Central to any weight gain program is weightlifting. There
are many ways to exercise and tone or shape muscles, but weightlifting
is the only sure way to build the lean muscle you are after.
And by weightlifting, we do not just mean picking up a dumbbell
and throwing in the air, your technique has to be spot-on,
or you will not get anywhere at all. You see, muscles increase
in size as a response to being tested over and above what
they can comfortably do.
If you push your muscles by lifting and lowering weights
the right way, you create tiny tears in the muscle fibre,
known as microtrauma, which is a signal to the body that your
muscles just are not big enough to do what you are asking
them to do. In the process of healing this torn muscle fibre,
your muscle cells will be regenerated bigger than they were
before, and you will get a little stronger.

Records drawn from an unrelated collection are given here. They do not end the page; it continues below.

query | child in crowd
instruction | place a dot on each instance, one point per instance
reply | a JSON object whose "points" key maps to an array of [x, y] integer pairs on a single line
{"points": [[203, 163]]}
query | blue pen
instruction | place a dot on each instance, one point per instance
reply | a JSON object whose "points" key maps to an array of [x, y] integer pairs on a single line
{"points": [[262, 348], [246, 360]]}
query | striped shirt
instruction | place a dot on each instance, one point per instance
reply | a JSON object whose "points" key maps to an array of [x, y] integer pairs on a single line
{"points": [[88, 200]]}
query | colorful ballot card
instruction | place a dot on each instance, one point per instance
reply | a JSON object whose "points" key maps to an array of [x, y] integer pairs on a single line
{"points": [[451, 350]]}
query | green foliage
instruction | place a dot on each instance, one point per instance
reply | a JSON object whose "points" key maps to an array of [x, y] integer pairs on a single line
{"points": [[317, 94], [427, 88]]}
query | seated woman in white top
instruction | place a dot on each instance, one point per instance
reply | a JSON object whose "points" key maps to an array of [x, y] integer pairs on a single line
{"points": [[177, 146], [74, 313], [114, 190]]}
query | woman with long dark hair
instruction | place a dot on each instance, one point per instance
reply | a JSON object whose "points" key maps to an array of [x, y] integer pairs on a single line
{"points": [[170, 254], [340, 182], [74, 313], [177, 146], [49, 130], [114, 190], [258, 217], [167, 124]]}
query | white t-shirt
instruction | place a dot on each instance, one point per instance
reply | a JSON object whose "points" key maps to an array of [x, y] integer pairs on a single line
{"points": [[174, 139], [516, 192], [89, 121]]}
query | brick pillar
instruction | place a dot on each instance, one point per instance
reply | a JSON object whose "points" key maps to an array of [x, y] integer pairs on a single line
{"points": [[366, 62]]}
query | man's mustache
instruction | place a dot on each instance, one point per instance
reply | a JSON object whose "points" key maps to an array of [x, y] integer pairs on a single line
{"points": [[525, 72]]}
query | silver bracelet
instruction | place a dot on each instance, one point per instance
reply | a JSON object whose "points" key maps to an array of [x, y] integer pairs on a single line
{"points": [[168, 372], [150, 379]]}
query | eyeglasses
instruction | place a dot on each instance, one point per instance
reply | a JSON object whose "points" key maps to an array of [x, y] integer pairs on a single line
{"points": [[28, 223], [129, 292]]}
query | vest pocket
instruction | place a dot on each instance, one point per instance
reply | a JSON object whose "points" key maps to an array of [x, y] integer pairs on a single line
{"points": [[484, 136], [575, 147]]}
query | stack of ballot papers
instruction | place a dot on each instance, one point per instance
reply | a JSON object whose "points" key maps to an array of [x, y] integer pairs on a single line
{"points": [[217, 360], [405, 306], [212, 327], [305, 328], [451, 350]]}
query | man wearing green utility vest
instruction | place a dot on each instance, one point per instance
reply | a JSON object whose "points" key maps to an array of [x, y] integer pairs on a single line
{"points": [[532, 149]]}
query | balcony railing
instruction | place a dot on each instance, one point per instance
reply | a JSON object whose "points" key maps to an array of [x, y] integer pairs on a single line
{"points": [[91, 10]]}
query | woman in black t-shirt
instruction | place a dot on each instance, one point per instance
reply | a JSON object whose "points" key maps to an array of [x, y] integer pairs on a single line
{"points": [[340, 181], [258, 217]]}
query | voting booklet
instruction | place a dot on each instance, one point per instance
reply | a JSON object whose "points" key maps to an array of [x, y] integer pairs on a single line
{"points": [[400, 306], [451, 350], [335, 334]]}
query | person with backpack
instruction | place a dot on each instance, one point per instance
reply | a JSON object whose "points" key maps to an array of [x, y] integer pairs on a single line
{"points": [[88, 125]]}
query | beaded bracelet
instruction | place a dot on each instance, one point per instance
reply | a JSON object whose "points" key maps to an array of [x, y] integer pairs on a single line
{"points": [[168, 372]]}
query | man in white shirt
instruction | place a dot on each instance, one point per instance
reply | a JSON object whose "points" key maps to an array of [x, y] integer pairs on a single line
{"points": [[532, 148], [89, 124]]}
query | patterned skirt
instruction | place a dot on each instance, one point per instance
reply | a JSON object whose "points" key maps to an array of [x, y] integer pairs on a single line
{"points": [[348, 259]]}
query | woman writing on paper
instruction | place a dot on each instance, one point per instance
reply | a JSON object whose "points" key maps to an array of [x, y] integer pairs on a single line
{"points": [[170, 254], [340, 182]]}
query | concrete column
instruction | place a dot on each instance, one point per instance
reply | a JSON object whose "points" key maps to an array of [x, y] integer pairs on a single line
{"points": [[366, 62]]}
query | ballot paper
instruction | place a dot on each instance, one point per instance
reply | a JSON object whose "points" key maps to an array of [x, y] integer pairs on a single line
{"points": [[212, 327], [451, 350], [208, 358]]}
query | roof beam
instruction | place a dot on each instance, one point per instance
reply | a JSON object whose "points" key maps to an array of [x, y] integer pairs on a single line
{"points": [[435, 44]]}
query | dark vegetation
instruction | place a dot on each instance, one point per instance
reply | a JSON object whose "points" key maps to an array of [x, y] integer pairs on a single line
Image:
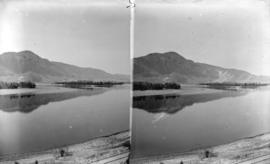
{"points": [[154, 86], [15, 85], [231, 85], [88, 84]]}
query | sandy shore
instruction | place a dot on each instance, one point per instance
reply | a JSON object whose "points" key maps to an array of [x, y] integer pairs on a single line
{"points": [[245, 151], [108, 149]]}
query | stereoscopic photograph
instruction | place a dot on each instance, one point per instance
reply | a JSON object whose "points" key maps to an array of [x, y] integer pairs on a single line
{"points": [[201, 82], [64, 94]]}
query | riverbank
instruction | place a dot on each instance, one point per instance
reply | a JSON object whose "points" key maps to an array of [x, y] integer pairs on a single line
{"points": [[185, 90], [245, 151], [108, 149]]}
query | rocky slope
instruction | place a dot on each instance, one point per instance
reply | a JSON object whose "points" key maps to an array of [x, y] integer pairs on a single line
{"points": [[26, 65], [172, 67]]}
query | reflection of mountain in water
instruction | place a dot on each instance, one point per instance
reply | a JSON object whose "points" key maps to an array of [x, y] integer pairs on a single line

This face is the
key to gaining lean body mass, and once you understand how
it works and how to best support the process, you cannot go
wrong.
Okay, so you want to create the microtrauma needed to stimulate
a transformation response in your muscles. How to go about
it? Spend hours in the gym pumping iron, right? Wrong. Getting
great results from lifting weights is about hitting your maximum
effort in a short period of time, getting those growth stimulus
in your muscles firing, and then moving on to the next group
of muscles before you do any more damage. Because once you
have torn the muscle enough to spark a transformation response,
no further lifting will get more results that session.
In fact if you keep going after you have hit your high point,
you are probably going to do more harm then good, since the
extra damage to your muscle tissue may not heal in time for
your next workout, your performance will suffer, and you will
not be able to hit your high point next time around. Your
progress will grind to a halt, and you will get discouraged.
If this sounds all too familiar, it might be because people
experience this exact phenomenon every day. They work out
in the hope of gaining weight, some of them train for hours,
but they just do not get any bigger. Because they do not understand
the fundamentals. By the time you are done reading this, you
will. Which is why you will succeed where others fail.
So you have got your workout plan. Maximum effort, minimum
time, give it everything you have got and move on. Do not
forget that you will need to show what weightlifters call
good form when you work out. This means performing exercises
correctly so that you are working only the muscles you intend
to work, and not overcompensating with others. If you are
new to lifting weights, it will help to get some instruction
at your local gym or fitness centre, but even so, your body
will tell you which muscles you are working, and you should
be able to feel when a lift is not quite right. Get your technique
down, and if you are not sure, ask for help. Or you might
be wasting your time.
Next you will need a solid nutrition plan, with good macronutrient
ratios. Which means plenty of complex carbohydrates, quality
protein, vitamins and essential fatty acids. Do not be afraid
of fat, some of it is good, and indeed needed for the synthesis
of muscle tissue. As a general rule, if it is liquid at room
temperature, it is the good kind.
Since you are training hard, you will need extra calories
to see you through your intensive workouts, and help you recover
afterwards. It is difficult to say exactly how much, because
everyones needs are different, but you should definitely be
looking to increase your food intake. Many body builders recommend
eating five or six slightly smaller meals a day, rather than
just three. This is thought to keep the metabolism burning,
and provide a constant source of energy and materials for
the synthesis of new muscle tissue. If you lead a busy life,
meal replacement drinks and bars are a great way to make sure
you are getting enough nutrition. Some are specially formulated
for weight gain, with additional carbs for those with naturally
fast metabolisms.
As well as these, you might want to look into other supplements
that help maximize the potential muscle gain from your workouts.
Creatine is especially popular, and proven to increase muscle
size and strength, as well as concentration and mental alertness.
Finally, the psychological battle is just as important as
the physical one. Keep a journal of your workouts and weight
gain so that you can see your progress, and work out how you
can improve. Plan your workouts ahead of time so that you
keep pushing yourself to the max with every set, every rep.
If you follow these tips, and stay positive, you will be
able to gain lean muscle mass in no time at all.